De même, je trouve une critique bien armée, mais qui n’a pas le courage de conclure, dans l’histoire de deux martyrs attribués au règne d’Alexandre Sévère[8]. Nos bollandistes, commentant leurs actes, démontrent très solidement qu’ils sont indignes de confiance pour quatre raisons qu’ils déduisent très doctement et qui sont, en effet, très bonnes. On s’attend qu’ils rejettent la pièce. Point du tout ; ils reprennent leurs propres objections, en délient le faisceau, les brisent l’une après l’autre, sans effort et à l’aide d’explications où l’histoire ne souffre pas moins que la logique, et concluent décidément que les Actes sont sincères et l’histoire véritable.

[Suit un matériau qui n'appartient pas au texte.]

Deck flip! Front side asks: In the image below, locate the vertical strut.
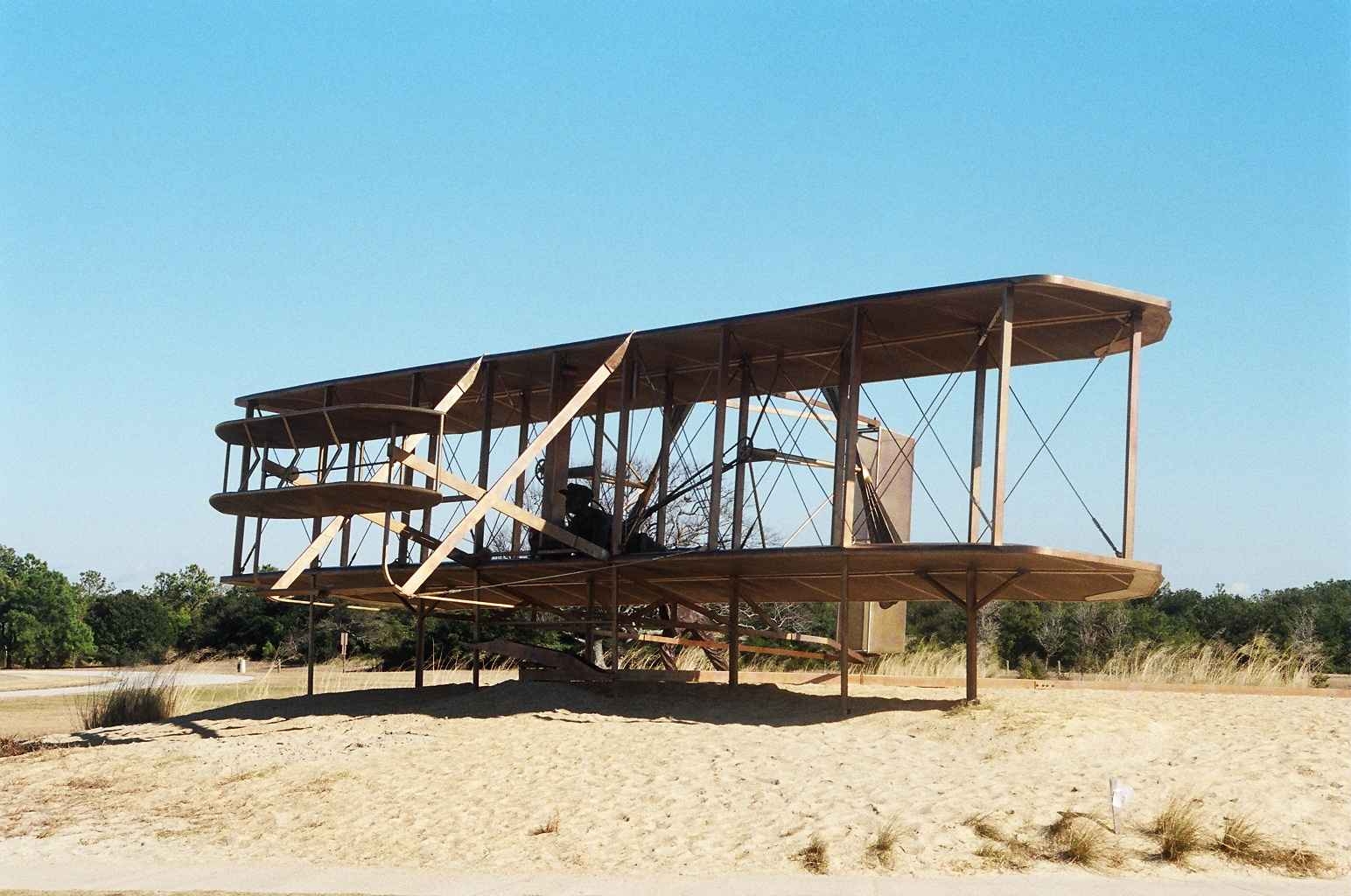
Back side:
[732,355,751,550]
[966,566,981,703]
[708,327,732,550]
[1122,312,1140,559]
[474,360,497,554]
[990,284,1013,544]
[511,387,529,556]
[966,332,986,544]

Enfin, dans les actes des saints des quinze derniers jours d’octobre, la question de l’origine et de l’organisation du christianisme dans les Gaules est plusieurs fois touchée, notamment à propos de quelques martyrs céphalophores attribués au règne de l’empereur Julien, en 361 ou 362[9]. Cette question a depuis longtemps, on le sait, suscité d’ardentes polémiques entre l’école historique et l’école traditionaliste. Nos bollandistes sont trop au courant des bonnes méthodes, trop rompus à l’interprétation des textes pour adopter à l’aveugle l’opinion de ceux qui, oubliant que les idées, les croyances et les institutions, comme tous les autres faits humains, ne passent et ne s’établissent que progressivement d’un pays à un autre, prétendent que le christianisme a éclaté pour ainsi dire tout d’un coup dans le monde et s’est établi par l’action seule des apôtres. Il ne paraîtrait pas légitime, aux savans théologiens de Bruxelles, d’opposer la vague phraséologie des apologistes du second siècle aux témoignages précis et formels de Sulpice Sévère, des actes de Saturnin (de Toulouse) et de Grégoire (de Tours). Ils savent aussi que, sur l'origine des églises de la Gaule, les traditions sont vagues et tardives, la plupart postérieures au IXe siècle, qu'elles sont nées d'ailleurs de vanités locales, du désir de se constituer une sorte de noblesse en se créant des généalogies fictives. Les bollandistes savent tout cela, mais ils ont la plume prudente, ils ne veulent blesser ni contrister personne. De là quelque chose qui ressemble à de la timidité ou à un manque de courage intellectuel. De là l'usage des biais, des distinguo et des accommodemens. On accordera que la propagande des idées s'est faite partout et par des ouvriers inconnus, aux temps apostoliques, mais que l'organisation des églises constituées est venue plus tard. La distinction n'est pas mauvaise, encore qu'un peu subtile, et c'est au moins un utile tempérament que nos bollandistes apportent à la thèse indéfendable du traditionalisme radical.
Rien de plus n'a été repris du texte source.